И все эти три года я не прекращала работы в госпитале. А потом, когда вернулись наши школьники, посоветовала и им взять шефство над ребятами из госпиталя.
Я учусь в университете, на астрономическом отделении физико-математического факультета. И очень увлекаюсь работами Тихова о растительности на Марсе. Отсутствие в спектре атмосферы Марса полосы поглощения хлорофилла, присущей лиственной растительности, теперь уже не угнетает меня. Я не склонна верить мрачным утверждениям Аррениуса и готова разделить мнение тех, кто предполагает, что «пришельцев с Земли встретит на Марсе дружественный шум хвойного бора…».
Уже большая выросла тонконогая, похожая на белого жеребенка березка, посаженная мною на могиле Амеда, близ водохранилища. За ней ухаживает тетя Ариша и присматривает сам Иртеньев. Он пишет теперь учебник для суворовцев.
Давно приехали из эвакуации мои родители. Вернулся из армии после ранения отец Игоря, подполковник. Опираясь на толстую палку, прихрамывая, он тотчас же пришел к нам, взволнованно обеими руками тряс мою руку, молча, не находя сперва слов, а потом сказал мне так много хорошего, что мама растрогалась до слез, а я не знала, куда мне деться от смущения. Должно быть, Игорь очень уж расписал ему наши приключения в памятную декабрьскую ночь… Я виновато пыталась объяснить подполковнику Малинину, что ничего такого особенного не было и вообще мне решительно не удалось совершить во время войны ничего героического.
Но подполковник сердито прервал меня:
– Пустяки вы говорите, Сима, извините уж меня… Победа – это великий труд. Подвиг всего народа, Сима! А разве миллионы людей, которым даже выстрела близко не довелось слышать, не участвовали в войне, не разделят всеобщей славы? Помните, Сима, наш разговор осенью в сорок первом году? На Красной площади, у Мавзолея? Помните? Сберечь заветное? Ведь за это же мы и воевали. И вот вы мне Игоря помогли сберечь. Да, да, пожалуйста, я все знаю, молчите! Матери, учителя, вожатые – их подвиг в войне велик. Они нам помогли нами отвоеванное, самое заветное уберечь!..
И вот наступает 30 апреля 1945 года. Наши войска ведут бои уже в самом Берлине. Игорек достал где-то план германской столицы (боюсь, что он выдрал его из Энциклопедического словаря) и щеголяет названиями берлинских улиц.
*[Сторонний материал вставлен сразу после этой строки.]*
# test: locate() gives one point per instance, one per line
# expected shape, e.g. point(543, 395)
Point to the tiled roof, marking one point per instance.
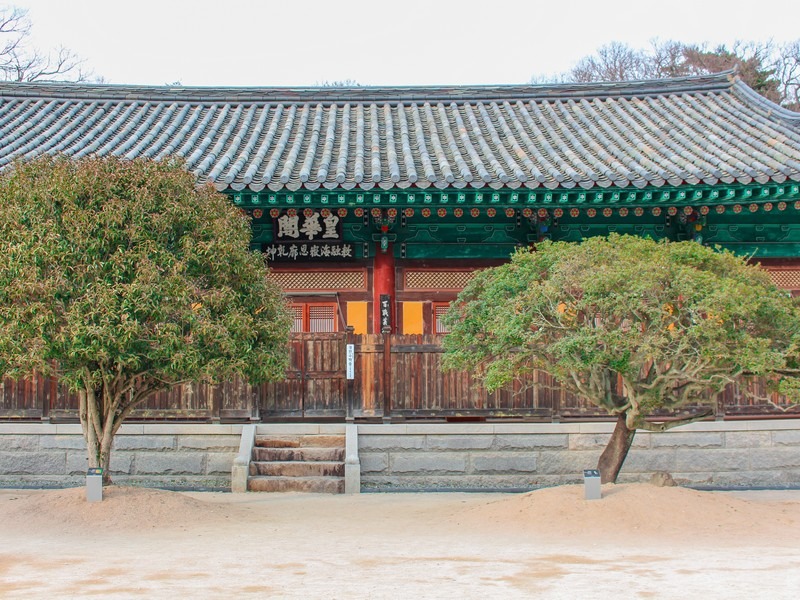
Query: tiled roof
point(680, 131)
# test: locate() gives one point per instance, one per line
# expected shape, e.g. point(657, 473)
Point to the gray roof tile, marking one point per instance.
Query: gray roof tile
point(680, 131)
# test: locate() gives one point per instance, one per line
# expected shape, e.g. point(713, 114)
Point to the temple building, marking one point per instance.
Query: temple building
point(374, 206)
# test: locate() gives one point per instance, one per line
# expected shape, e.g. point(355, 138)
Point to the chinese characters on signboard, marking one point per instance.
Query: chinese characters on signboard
point(308, 235)
point(386, 314)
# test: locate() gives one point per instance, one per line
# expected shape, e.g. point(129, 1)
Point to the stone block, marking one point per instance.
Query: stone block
point(709, 461)
point(566, 463)
point(649, 461)
point(465, 483)
point(17, 443)
point(212, 443)
point(32, 463)
point(144, 442)
point(459, 442)
point(428, 462)
point(511, 462)
point(168, 463)
point(789, 437)
point(747, 439)
point(773, 458)
point(374, 462)
point(218, 463)
point(78, 463)
point(687, 440)
point(391, 442)
point(62, 442)
point(588, 441)
point(531, 442)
А мне в этот день исполняется двадцать лет.
Ко дню моего рождения приехал в Москву Рома Каштан. В звездном календаре он все еще разбирается плохо, но день 30 апреля никогда не пропустит. Рома стал шире в плечах, но мало изменился. Странно только видеть на его лице гвардейские усы; впрочем, он обещает их вскоре сбрить.
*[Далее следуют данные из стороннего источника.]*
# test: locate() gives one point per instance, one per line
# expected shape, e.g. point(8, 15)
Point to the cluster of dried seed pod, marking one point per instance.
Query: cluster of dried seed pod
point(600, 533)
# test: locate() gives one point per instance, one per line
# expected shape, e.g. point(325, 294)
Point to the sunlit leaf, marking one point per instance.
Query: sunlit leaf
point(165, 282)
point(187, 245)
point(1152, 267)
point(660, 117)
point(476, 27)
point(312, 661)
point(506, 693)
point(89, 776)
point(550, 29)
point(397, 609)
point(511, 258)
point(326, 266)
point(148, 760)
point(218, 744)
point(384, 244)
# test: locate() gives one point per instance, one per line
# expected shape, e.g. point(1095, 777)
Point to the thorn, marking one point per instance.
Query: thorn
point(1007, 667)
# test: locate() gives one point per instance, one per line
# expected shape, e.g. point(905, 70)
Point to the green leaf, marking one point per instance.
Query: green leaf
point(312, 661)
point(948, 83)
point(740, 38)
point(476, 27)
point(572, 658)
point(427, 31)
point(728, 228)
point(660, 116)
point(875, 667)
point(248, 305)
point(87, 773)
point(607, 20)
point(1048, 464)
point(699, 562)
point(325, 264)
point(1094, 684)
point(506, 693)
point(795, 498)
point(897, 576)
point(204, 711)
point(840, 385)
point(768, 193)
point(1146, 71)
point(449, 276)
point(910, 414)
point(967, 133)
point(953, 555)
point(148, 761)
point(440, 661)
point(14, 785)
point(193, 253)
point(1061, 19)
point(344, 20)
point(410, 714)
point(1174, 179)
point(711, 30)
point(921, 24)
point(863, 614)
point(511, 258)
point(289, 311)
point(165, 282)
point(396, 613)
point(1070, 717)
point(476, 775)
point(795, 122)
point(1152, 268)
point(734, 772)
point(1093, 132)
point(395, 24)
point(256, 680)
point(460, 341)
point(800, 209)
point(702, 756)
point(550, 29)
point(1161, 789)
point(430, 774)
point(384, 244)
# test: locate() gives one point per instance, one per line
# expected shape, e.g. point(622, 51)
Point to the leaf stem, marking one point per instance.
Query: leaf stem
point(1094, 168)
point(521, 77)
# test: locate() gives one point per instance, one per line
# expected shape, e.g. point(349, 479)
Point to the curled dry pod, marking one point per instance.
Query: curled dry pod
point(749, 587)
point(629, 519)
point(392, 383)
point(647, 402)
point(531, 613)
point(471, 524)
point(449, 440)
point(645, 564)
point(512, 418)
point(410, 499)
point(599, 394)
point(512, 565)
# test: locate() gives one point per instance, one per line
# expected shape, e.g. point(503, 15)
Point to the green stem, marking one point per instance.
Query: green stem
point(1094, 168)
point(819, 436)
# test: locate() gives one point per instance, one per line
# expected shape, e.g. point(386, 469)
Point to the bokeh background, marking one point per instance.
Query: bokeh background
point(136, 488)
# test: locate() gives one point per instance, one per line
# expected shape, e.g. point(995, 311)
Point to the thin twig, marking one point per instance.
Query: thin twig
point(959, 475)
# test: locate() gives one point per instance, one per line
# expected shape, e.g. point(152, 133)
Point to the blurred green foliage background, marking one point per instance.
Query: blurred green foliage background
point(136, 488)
И вечером 30 апреля, в день моего рождения, мы поднимаемся с ним на знакомую нашу крышу. Сегодня как раз в Москве должны снять затемнение и убрать светомаскировку.
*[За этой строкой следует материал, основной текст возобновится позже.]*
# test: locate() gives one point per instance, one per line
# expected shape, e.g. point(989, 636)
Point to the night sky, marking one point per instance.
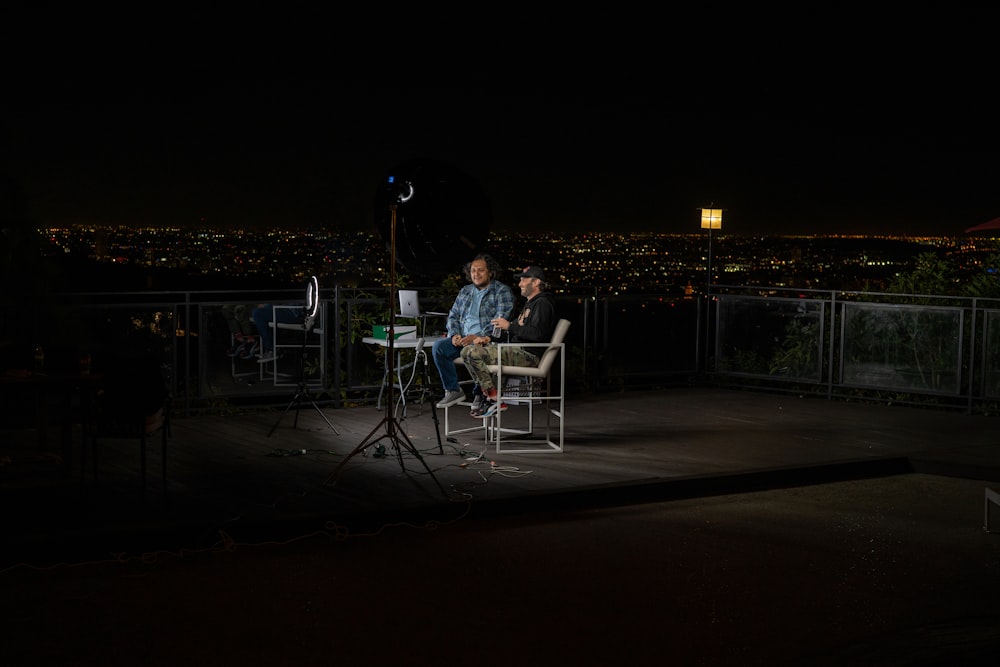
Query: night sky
point(582, 158)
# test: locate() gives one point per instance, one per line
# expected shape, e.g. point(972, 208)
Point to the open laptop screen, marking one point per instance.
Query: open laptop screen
point(409, 303)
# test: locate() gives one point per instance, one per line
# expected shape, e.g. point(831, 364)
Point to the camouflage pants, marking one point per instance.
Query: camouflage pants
point(478, 358)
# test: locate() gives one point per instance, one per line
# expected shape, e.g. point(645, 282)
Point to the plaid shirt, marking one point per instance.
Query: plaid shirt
point(498, 300)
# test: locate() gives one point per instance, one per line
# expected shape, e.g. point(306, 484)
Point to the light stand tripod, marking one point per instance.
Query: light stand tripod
point(302, 393)
point(397, 438)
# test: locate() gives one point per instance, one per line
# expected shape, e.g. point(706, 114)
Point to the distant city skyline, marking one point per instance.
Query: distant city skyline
point(313, 154)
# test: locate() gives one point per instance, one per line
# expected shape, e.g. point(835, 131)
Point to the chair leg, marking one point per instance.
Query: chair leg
point(142, 463)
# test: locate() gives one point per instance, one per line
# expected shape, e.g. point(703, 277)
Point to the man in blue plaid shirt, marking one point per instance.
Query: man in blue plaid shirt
point(484, 299)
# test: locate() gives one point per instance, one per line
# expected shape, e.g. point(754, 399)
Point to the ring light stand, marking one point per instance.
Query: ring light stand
point(395, 434)
point(311, 310)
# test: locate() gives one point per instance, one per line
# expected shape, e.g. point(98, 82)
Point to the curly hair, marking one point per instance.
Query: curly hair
point(491, 265)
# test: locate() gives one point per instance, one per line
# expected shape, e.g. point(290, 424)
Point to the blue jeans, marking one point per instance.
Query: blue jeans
point(263, 314)
point(445, 354)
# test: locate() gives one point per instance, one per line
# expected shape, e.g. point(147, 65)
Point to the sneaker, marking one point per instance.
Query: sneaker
point(451, 398)
point(492, 407)
point(478, 406)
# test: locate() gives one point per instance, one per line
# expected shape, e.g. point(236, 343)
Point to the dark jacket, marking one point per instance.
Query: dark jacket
point(534, 324)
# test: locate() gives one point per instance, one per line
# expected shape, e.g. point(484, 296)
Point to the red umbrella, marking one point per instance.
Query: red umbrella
point(986, 226)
Как тщательно отмывали у нас сегодня в доме оконные стекла! Какие красивые занавески-гардины снова появились еще днем! Дворники обтирали любовно лампочки домового освещения – пусть светят во всю силу, не таясь, пусть ни один лучик не пропадет сегодня! Задрав голову, волоча длинные лестницы, ходят внизу озабоченные фонарщики. Они выглядят самыми важными людьми на сегодняшних улицах. Наш комендант Ружайкин весь день бегает по двору, командует дворниками, которые поднимают на фасаде дома гирлянды лампочек для иллюминации. А мальчишки во главе с Игорьком тащат по двору, сваливая в углу, вороха пыльных, сегодня уже никому не нужных синих штор. Слышится внизу крепнущий басок Игоря:
– Даешь растемнение!
Потом ребята тоже поднимаются к нам на крышу. Мы все с нетерпением ждем вечера. А он не спешит, медлительный и теплый. Лениво, томно спускается он с ясного неба на землю. И мы стоим вместе с Ромой Каштаном и нашими мальчиками на крыше и молча следим за тем, как в сгущающейся синеве зажигаются огни столицы. Вот вспыхнуло одно окно, потом другое, и засветилась вся Москва. Стремительно бегущими пунктирами мгновенно рассыпались огни над Москвой-рекой и повторились в ее зеркале. Словно серебряные луны, повисают над улицами новые большие фонари. Вчера еще темные, ущелья улиц сегодня превращаются в русла светоносных рек. Это шоферы там, внизу, на улицах, сняв маскировочные заслонки с автомобильных фар, дали «большой свет». Сияют глазищи многоэтажных домов. Светлоглазая, выстоявшая, победившая Москва миллионами своих лучистых очей глянула в теплую предмайскую ночь.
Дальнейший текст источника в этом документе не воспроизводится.